Wystąpienie jego musimy nazwać obłędem szkodliwym, a towianizm jedną z
klęsk narodowych (19).
Drugi obłęd,
zwany mariawityzmem, mankietnictwem albo kozłowityzmem, a szerzący się
w Królestwie Polskim i na Litwie, zawdzięcza swój początek Feliksie Magdalenie
(a w tercjarstwie Marii Franciszce) Kozłowskiej, właścicielce zakładu wyrobu
szat liturgicznych w Płocku (ur. w r. 1864). Sprytna i obłudna ta kobieta,
która w młodości różne przeszła koleje, a której przed sądem warszawskim
w maju r. 1906 udowodniono sprawki niemoralne (20),
kierowała najprzód (w r. 1887)
tajnym stowarzyszeniem tercjarek św. Franciszka (Klarysek), pod nazwą "mariawitek",
i to z wiedzą O. Honorata Koźmińskiego, kapucyna z Nowego Miasta († 1916),
który dla podniesienia ducha religijnego w społeczeństwie polskim, zgromadzenia
zakonne tajne, tak męskie, jak żeńskie, był utworzył. Chcąc także pośród
duchowieństwa obudzić większy ruch ascetyczny, miał on wtajemniczyć w swe
zamiary Kozłowską (21);
ona też powołując się na bezpośrednie objawienia Boże, poczęła w r. 1893
głosić, że Bóg ją wezwał do założenia zakonu księży mariawitów, i panien
mariawitek, iżby odrodzić "zepsute duchowieństwo polskie" i rozszerzyć
w społeczeństwie polskim cześć Przenajświętszego Sakramentu i Matki Boskiej
Nieustającej Pomocy.
Rzeczywiście
pod jej przewodnictwem powstało w r. 1893 "zgromadzenie kapłanów mariawitów",
mające w Płocku główną swą siedzibę, a rządzące się pierwszą regułą św.

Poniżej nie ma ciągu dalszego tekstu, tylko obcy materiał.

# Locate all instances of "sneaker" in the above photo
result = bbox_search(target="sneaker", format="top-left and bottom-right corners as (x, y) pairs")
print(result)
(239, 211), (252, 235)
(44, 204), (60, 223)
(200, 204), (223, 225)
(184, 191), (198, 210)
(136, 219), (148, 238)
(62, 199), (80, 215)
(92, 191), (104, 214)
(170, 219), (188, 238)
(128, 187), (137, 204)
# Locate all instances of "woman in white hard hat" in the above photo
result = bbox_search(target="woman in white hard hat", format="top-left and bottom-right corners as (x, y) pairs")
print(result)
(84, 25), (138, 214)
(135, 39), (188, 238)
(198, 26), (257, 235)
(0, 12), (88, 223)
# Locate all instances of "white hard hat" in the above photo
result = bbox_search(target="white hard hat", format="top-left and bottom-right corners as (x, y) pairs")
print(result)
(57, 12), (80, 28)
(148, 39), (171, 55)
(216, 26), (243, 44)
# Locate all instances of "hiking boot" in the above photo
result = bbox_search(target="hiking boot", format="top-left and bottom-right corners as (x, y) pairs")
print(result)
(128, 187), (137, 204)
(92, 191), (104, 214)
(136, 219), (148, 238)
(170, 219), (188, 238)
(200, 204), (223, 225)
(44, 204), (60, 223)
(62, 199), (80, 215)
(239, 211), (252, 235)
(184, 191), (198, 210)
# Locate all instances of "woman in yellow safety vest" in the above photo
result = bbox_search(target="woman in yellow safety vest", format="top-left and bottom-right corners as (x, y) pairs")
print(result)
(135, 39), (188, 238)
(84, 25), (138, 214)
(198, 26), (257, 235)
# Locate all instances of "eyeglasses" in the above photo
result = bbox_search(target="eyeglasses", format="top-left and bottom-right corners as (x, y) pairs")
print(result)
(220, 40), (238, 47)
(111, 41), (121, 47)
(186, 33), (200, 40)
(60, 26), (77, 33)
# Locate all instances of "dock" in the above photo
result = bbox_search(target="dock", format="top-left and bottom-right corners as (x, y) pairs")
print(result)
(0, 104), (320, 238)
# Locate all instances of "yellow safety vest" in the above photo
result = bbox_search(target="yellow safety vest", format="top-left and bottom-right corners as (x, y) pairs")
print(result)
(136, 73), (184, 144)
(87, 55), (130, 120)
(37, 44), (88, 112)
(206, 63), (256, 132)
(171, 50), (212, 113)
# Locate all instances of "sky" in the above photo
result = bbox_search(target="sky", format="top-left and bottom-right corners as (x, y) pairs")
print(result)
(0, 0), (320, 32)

Franciszka, z trzema ślubami zakonnymi. Kapłani ci, zwani także mankietnikami
(22),
iż zazwyczaj czarne nosili mankiety, zewnętrznymi objawami ascetyzmu, jako
też zachwalaniem wszystkim częstej Komunii św., adoracji Przenajświętszego
Sakramentu i czci Matki Boskiej Nieustającej Pomocy, zyskali sobie niemałą
wziętość, tak że nawet rządcy diecezyj, zwłaszcza X. Petrykowski,
administrator płocki, życzliwie na nich patrzyli. Byli między nimi ludzie
dobrej woli, pragnący szczerze poprawy rozluźnionej tu i ówdzie, a głównie
z winy rządu, karności kapłańskiej; ale jednym brakowało głębszej nauki
teologicznej, a innym pokory.
Obok dwóch zgromadzeń zakonnych powstało stowarzyszenie tercjarskie dla
osób obojej płci i bractwo adoratorów i adoratorek Przenajświętszego Sakramentu;
a wszystkim kierowała Maria Franciszka Kozłowska.

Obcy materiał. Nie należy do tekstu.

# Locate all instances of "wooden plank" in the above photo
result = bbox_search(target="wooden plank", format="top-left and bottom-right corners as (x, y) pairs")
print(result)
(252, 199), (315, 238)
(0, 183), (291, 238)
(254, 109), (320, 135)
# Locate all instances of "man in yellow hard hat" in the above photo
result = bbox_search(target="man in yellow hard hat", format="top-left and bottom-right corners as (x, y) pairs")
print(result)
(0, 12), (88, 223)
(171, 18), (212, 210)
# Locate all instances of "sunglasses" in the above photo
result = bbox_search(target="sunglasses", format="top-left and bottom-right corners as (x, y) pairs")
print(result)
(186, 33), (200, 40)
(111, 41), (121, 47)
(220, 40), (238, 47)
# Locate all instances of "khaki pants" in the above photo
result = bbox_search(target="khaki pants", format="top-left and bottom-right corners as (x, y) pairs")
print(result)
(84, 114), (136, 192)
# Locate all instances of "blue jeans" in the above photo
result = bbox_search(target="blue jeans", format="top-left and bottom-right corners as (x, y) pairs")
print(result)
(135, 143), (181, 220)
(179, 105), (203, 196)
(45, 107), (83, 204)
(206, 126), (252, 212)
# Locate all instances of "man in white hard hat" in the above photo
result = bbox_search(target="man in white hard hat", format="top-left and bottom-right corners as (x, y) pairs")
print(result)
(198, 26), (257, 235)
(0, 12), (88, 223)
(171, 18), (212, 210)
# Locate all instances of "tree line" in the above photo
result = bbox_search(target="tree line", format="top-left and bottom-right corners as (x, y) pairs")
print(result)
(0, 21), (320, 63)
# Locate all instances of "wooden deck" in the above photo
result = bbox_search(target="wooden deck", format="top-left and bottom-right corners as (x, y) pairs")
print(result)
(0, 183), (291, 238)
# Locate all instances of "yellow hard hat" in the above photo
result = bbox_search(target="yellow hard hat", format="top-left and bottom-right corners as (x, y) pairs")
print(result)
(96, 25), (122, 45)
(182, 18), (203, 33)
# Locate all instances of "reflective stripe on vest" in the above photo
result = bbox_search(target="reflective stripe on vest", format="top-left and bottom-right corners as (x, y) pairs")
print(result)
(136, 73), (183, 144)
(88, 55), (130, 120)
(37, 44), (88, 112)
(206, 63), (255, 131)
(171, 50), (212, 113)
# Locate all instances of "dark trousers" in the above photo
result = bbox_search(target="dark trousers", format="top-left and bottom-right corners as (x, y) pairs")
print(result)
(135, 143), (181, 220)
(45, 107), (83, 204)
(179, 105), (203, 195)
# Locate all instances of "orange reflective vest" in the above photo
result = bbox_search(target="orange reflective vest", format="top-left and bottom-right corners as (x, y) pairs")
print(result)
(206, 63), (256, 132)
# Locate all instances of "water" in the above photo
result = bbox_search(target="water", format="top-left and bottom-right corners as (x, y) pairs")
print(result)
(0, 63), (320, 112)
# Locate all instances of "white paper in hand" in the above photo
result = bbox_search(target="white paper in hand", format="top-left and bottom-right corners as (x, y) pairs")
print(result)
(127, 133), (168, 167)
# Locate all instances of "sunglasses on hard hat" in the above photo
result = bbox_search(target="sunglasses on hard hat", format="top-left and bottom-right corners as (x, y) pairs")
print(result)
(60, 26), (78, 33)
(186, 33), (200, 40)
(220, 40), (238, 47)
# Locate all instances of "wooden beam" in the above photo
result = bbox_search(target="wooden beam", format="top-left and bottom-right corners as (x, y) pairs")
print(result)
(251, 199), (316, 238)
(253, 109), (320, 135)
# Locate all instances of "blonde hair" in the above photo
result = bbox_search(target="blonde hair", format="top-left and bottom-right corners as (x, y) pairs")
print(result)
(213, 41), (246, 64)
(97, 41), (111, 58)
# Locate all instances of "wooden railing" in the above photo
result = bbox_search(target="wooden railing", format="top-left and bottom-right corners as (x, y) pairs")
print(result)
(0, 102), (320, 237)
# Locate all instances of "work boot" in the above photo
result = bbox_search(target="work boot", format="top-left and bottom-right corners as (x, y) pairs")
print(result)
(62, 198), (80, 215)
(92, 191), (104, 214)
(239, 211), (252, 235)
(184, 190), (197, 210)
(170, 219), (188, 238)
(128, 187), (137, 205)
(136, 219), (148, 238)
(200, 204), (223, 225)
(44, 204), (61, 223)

Duchowna ta "mateczka", zerwawszy z O. Honoratem,
poczęła występować śmiało jako reformatorka duchowieństwa polskiego i ogłaszać
swe wizje, otrzymane rzekomo od Chrystusa Pana. Niektórzy z pośród księży
mariawitów uwierzyli w te szalbierstwa, inni udawali, że wierzą; a na ich
czoło wysunął się X.
Jan Michał Kowalski, proboszcz w Sobótce, w archidiecezji warszawskiej,
człowiek ambitny i zuchwały, którego "bracia" w r. 1904 wybrali "generałem".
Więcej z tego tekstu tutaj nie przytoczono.